Imports are a cap on higher gas prices and the margins of gas delivered through the pipeline network. The piped diversions of CSG-LNG from Queensland are currently the marginal supplier in the east coast market. As the existing production declines, domestic prices will increase due to the higher development and transport costs of new supply.
Peak gas demand in eastern Australia (June through August) corresponds with the low season for LNG spot prices. The importer may therefore be able to take advantage of this seasonality to improve the LNG import economics. However, this would be unlikely to affect its relative price against gas diversions from the CSG-LNG projects as both are driven by the LNG spot price.
Importing gas also makes sense from a strategic perspective.
Companies that have existing pipeline capacity agreements are able to transport gas from Queensland to Victoria for less than the US$2.18/mcf that we have assumed. They would also have guaranteed pipeline access and so imports would be less attractive. But the movement of gas is more difficult and expensive for companies without these agreements, or without agreements spanning the whole route. For them, importing gas would avoid these costs, and access uncertainty.
Around 85% of Victoria's gas production comes from BHP/ExxonMobil through the Bass Strait JV and the small Minerva field (of which BHP has 90%). An LNG import terminal, which has an estimated annual cost of around US$60 million, would provide additional bargaining power to gas buyers. In AGL's case, this is only 7.5% of what it spent on gas in the 2016/2017 financial year. Even a potential import terminal could lead to gas purchase savings if the development is viewed as credible.
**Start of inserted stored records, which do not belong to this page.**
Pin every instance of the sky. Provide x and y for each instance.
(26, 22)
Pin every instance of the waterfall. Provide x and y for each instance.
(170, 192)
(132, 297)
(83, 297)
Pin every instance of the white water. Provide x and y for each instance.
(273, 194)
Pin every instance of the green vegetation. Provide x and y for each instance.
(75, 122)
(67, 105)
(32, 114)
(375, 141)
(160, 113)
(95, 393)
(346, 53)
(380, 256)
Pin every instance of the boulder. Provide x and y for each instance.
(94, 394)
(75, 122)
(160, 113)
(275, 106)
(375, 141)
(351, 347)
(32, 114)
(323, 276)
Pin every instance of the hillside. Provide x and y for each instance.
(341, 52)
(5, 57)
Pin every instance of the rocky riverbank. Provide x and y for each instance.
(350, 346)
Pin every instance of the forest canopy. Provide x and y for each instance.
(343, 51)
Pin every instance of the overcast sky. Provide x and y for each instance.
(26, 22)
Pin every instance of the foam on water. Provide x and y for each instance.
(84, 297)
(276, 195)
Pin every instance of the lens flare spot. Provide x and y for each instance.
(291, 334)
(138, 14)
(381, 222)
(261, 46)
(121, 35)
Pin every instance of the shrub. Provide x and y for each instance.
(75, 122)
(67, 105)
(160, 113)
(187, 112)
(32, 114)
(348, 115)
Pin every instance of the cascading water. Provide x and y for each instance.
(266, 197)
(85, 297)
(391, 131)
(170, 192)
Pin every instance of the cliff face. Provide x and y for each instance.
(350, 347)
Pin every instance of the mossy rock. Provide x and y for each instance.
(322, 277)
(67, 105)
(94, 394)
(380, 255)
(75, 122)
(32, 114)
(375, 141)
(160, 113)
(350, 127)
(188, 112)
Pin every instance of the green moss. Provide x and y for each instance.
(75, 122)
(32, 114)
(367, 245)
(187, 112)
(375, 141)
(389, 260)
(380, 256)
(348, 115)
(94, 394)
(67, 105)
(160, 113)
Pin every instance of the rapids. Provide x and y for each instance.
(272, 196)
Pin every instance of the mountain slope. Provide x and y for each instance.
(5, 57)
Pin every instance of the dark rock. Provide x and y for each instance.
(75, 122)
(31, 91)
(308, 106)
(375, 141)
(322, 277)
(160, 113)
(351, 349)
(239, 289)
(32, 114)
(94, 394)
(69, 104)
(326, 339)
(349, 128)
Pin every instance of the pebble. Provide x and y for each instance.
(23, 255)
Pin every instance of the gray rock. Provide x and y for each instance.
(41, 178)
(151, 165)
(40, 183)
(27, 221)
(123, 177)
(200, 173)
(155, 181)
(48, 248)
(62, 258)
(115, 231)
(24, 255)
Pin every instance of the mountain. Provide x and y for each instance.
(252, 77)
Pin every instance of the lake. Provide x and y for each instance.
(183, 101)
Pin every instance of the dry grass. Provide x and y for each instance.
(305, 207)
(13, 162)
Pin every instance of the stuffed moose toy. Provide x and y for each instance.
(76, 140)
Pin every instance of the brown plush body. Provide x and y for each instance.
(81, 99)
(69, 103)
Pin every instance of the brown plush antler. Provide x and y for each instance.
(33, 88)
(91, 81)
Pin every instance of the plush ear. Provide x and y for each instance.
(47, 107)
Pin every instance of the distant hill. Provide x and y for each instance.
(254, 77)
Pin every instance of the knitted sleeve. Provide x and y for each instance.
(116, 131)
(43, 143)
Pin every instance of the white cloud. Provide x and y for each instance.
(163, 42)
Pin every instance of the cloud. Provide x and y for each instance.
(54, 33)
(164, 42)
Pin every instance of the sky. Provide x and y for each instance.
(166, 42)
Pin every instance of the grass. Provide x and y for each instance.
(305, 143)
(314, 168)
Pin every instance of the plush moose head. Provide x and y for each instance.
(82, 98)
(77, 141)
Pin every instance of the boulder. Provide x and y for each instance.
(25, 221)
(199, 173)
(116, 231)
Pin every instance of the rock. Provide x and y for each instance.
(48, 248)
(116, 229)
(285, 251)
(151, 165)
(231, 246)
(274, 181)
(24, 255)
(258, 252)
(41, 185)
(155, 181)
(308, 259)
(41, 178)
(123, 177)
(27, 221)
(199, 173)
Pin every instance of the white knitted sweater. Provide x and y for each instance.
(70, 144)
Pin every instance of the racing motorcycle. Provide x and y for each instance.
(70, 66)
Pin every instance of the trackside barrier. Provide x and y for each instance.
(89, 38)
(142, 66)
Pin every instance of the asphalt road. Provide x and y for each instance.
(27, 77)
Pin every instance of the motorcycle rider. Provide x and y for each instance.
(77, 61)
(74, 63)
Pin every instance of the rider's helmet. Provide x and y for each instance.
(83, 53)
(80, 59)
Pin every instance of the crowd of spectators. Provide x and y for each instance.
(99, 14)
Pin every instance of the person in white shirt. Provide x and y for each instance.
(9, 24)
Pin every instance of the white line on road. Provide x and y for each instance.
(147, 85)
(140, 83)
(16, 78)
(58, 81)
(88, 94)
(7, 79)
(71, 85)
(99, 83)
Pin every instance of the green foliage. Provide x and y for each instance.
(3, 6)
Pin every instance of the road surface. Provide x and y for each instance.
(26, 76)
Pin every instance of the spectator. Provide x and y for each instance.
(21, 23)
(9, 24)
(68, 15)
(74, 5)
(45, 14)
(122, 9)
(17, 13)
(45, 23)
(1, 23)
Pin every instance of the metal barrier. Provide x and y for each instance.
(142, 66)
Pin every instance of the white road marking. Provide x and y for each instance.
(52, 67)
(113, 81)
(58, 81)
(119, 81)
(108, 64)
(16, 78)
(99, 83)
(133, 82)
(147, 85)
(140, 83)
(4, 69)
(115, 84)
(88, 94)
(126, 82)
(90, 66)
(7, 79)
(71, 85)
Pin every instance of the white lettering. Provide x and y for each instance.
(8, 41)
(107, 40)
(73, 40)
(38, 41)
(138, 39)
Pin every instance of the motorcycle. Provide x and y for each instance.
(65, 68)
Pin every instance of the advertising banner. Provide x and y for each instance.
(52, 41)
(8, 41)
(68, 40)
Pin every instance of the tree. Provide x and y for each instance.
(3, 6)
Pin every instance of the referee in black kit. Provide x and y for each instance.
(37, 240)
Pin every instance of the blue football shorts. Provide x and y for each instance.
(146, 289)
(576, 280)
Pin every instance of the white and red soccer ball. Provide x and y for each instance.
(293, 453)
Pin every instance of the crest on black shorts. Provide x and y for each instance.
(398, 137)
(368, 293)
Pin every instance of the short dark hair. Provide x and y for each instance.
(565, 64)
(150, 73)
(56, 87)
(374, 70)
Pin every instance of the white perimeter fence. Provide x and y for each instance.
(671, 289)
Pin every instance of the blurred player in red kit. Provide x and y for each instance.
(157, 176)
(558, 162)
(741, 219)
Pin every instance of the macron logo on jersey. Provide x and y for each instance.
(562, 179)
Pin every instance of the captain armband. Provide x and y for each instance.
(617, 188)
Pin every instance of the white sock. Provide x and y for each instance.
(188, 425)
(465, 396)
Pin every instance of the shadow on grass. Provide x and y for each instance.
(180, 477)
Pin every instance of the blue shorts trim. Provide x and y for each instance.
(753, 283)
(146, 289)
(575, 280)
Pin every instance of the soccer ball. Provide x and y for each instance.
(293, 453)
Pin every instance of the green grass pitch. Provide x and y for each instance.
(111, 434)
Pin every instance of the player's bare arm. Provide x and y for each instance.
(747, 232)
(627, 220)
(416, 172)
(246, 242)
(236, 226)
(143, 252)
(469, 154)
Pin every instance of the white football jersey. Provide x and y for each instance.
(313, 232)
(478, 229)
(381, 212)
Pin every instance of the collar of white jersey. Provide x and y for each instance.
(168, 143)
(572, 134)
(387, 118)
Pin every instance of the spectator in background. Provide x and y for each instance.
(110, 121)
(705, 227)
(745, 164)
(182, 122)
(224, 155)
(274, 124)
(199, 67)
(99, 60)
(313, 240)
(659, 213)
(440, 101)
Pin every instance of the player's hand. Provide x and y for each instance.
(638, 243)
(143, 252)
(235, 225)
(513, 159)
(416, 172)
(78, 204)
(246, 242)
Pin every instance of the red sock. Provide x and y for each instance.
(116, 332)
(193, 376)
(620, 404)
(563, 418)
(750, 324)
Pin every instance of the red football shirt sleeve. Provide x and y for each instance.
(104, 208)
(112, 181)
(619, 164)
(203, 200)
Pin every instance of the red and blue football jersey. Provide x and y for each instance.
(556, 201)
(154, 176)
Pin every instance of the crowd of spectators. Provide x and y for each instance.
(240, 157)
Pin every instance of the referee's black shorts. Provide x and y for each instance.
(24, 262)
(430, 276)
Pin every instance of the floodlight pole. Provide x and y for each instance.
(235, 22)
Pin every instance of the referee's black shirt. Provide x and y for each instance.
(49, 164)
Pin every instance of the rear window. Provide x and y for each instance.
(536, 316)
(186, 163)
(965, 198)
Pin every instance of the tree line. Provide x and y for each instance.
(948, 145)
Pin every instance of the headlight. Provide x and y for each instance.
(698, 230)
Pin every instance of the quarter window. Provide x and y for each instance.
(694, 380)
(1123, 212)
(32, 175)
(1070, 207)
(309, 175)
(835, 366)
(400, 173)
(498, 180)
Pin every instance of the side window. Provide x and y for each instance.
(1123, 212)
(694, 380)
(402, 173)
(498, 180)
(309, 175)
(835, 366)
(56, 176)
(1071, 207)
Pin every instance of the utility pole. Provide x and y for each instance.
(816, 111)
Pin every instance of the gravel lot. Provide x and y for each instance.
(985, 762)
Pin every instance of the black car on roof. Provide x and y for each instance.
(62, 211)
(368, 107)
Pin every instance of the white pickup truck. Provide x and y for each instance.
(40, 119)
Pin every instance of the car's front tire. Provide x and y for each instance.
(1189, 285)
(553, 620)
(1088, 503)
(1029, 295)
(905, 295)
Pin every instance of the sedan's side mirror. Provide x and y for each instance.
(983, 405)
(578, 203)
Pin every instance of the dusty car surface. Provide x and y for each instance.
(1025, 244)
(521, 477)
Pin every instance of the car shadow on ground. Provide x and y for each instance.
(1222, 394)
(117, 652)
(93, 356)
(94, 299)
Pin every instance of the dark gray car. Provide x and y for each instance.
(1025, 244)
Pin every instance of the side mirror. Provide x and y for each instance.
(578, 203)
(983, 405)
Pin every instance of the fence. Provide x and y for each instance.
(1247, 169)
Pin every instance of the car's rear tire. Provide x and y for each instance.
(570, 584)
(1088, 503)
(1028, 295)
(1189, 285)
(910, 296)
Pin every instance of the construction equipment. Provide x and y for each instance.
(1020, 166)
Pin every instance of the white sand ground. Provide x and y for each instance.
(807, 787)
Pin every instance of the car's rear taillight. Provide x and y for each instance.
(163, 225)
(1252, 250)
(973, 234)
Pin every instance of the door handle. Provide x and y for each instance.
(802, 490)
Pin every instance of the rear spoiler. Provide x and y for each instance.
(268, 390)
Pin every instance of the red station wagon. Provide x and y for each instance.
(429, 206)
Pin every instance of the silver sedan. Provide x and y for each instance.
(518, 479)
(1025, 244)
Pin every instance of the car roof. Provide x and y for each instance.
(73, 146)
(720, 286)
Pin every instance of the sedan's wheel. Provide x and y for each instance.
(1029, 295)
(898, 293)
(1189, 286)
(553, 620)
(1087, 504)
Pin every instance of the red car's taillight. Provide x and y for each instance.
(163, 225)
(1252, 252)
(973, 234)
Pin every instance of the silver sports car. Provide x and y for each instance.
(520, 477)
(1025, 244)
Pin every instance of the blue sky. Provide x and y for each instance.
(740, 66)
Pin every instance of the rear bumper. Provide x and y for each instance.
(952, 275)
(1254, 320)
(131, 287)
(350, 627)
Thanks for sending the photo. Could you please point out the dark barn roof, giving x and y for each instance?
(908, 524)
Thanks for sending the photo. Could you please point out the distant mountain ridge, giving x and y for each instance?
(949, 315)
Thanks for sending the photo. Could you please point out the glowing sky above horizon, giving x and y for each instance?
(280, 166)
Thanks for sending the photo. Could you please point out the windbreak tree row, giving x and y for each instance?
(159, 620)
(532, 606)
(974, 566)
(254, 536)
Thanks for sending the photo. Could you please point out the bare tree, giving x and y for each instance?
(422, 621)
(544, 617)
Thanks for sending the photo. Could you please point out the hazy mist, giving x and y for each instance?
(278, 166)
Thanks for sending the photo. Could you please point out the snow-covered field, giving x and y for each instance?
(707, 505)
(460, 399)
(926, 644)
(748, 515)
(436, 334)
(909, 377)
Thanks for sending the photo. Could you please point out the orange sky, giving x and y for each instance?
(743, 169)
But the import terminal is an additional expense and adds risk to the gas buyer. It is a movement away from its core business and adds risk through additional exposure to the LNG spot price. There is an option to reduce some of this risk through contracting LNG, but that would reduce flexibility, fix costs to a degree and increase exposure to the LNG contract benchmark price.
As domestic legacy fields decline, diversions from the Queensland CSG-LNG projects are going to be the marginal supplier of gas. The projects are expected to continue to divert volumes into the market as domestic prices rise, and to avoid any political backlash due to shortages. But as we enter the next decade, our new Australia gas network modelling suggests that the amount of spare capacity available in the existing pipeline infrastructure connecting Queensland to the southern states will decrease, and available supply will likely fall below current demand estimates. So either additional sources of supply need to be found, new pipelines have to be constructed, or imports will be required.
If no new developments are sanctioned in south-eastern Australia, those markets will be relying on gas from Queensland and the declining Bass Strait. However, by 2028 there will be insufficient capacity in the existing pipeline network from Queensland to keep the region fully supplied. There is also considerable uncertainty around what volumes would be made available by the CSG-LNG projects, particularly as the projects begin to drill out their less productive acreage. If domestic prices are lower than the cost of development then no volumes will flow. The two supply solutions are the addition of extra pipeline capacity vs. an LNG import terminal, and it is likely that both will occur.
The above commentary is from Matt Howell, senior analyst, Australasia upstream, Wood Mackenzie.